Amy Fuchs was working on Wall Street when she came to Atlanta for a wedding and fell in love with the city, infatuated enough to move South and take a job in finance. A single mom, she soon fell in love with her now husband of 13 years and added to their family with a daughter. She also started a second career in real estate.
It wasn’t long after that her life intersected with the film industry.
“ In our real estate business we were was getting a lot of calls about short-term housing for people coming here to work on film or TV productions,” says Amy. “It didn’t take long for us realize there was a gap we could fill.”
So began InFocusGa, a company owned by Amy and her business partner Jen Falk that makes connections that help solve housing and on-location issues for film and television productions.
One easy problem for two Realtors to solve was short-term housing needs for crew members and production teams. But then producers started asking about properties that could be used as locations.
“Since finding properties for someone to live in was our business, we could easily find properties for someone to film in,” says Amy.
They were alert to other opportunities as well. Most communities like to attract filmmakers; it’s good for business. But with filming can come disruption, especially traffic and parking. So Amy and Jen developed what they call “audience engagement.” By networking in a community where filming was taking place, they could reduce the friction by solving problems for the filmmakers and the community.
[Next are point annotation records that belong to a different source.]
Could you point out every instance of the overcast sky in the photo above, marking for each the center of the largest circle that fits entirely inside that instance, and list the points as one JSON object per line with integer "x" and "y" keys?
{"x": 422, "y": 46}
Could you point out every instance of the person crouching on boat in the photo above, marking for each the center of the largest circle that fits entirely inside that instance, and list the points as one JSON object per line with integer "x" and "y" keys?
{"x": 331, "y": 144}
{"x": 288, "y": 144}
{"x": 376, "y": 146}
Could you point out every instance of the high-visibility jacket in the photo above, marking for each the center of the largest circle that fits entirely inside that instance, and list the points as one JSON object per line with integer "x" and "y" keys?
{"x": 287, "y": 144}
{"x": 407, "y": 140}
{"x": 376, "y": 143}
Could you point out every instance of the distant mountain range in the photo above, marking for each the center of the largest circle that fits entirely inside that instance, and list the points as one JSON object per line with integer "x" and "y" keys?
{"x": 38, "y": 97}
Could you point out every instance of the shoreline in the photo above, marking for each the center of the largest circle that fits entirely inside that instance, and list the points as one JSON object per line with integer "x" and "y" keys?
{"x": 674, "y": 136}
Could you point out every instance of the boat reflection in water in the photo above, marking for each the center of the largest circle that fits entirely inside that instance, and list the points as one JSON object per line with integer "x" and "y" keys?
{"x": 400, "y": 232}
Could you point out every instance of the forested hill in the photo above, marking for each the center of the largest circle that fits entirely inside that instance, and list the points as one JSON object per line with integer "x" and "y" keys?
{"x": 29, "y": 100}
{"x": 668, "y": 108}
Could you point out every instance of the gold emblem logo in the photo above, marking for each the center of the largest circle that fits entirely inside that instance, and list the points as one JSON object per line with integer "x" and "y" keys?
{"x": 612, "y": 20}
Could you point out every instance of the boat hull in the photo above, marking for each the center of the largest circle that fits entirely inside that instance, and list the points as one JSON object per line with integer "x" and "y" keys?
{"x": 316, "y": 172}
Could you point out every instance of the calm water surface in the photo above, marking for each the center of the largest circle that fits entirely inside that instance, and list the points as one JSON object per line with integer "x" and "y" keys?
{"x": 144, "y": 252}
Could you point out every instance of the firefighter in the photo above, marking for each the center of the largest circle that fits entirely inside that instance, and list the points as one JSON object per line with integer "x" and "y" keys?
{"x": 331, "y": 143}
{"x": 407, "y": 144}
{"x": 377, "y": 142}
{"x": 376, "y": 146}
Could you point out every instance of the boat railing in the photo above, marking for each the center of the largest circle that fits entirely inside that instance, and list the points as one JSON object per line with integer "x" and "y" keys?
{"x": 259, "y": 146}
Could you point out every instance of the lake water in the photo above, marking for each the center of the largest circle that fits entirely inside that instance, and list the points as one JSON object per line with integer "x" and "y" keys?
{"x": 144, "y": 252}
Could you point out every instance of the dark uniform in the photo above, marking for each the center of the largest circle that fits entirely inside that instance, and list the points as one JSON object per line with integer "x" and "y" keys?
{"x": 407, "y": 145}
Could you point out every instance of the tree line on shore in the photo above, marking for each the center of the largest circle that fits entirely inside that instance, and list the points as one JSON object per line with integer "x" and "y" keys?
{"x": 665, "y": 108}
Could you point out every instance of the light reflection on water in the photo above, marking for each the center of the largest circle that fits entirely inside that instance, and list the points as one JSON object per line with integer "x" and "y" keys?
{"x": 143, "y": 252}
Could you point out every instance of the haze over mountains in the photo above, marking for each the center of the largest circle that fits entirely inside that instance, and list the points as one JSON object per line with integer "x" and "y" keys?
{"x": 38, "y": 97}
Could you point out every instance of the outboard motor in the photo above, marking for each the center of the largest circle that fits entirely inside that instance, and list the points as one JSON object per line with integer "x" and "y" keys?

“In Atlanta, parking for crew members is always a problem,” Amy says, “so we approached neighbors and asked them if we could park cars in their driveway –– for a fee, of course. This helped solve the parking on location and made the neighbors feel they were a part of the production.”
To further cement community relations with filmmakers, InFocusGa can arrange local screenings when a film or television show is complete.
Currently filming in Madison is the Netflix production “Charming the Hearts of Men” starring Kelsey Grammer and Anna Friel. To help grease the community-relations skids for that production, InFocusGa went door-to-door explaining what was coming and how locals could engage with the production.
Their company is something of a barometer for the industry’s economic impact. Its real-estate rental arm is expanding as productions multiple, and its sales of homes are going up as well. “We’re noticing more and more people are giving up the commute from L.A. and settling in Georgia,” Amy says.
Two more opportunities are ahead for InFocusGa:
- The company is planning an expansion in Savannah, already a hot spot for filming.
- Also in the works is a partnership with American Real Estate University in Covington to teach Georgia real estate agents more about how to work with the film industry.
“The exciting part of working with film and TV production is the expanding opportunity for Georgia’s existing businesses,” says Amy. “It’s all right here.”
This story is presented in cooperation with the Georgia Studio & Infrastructure Alliance.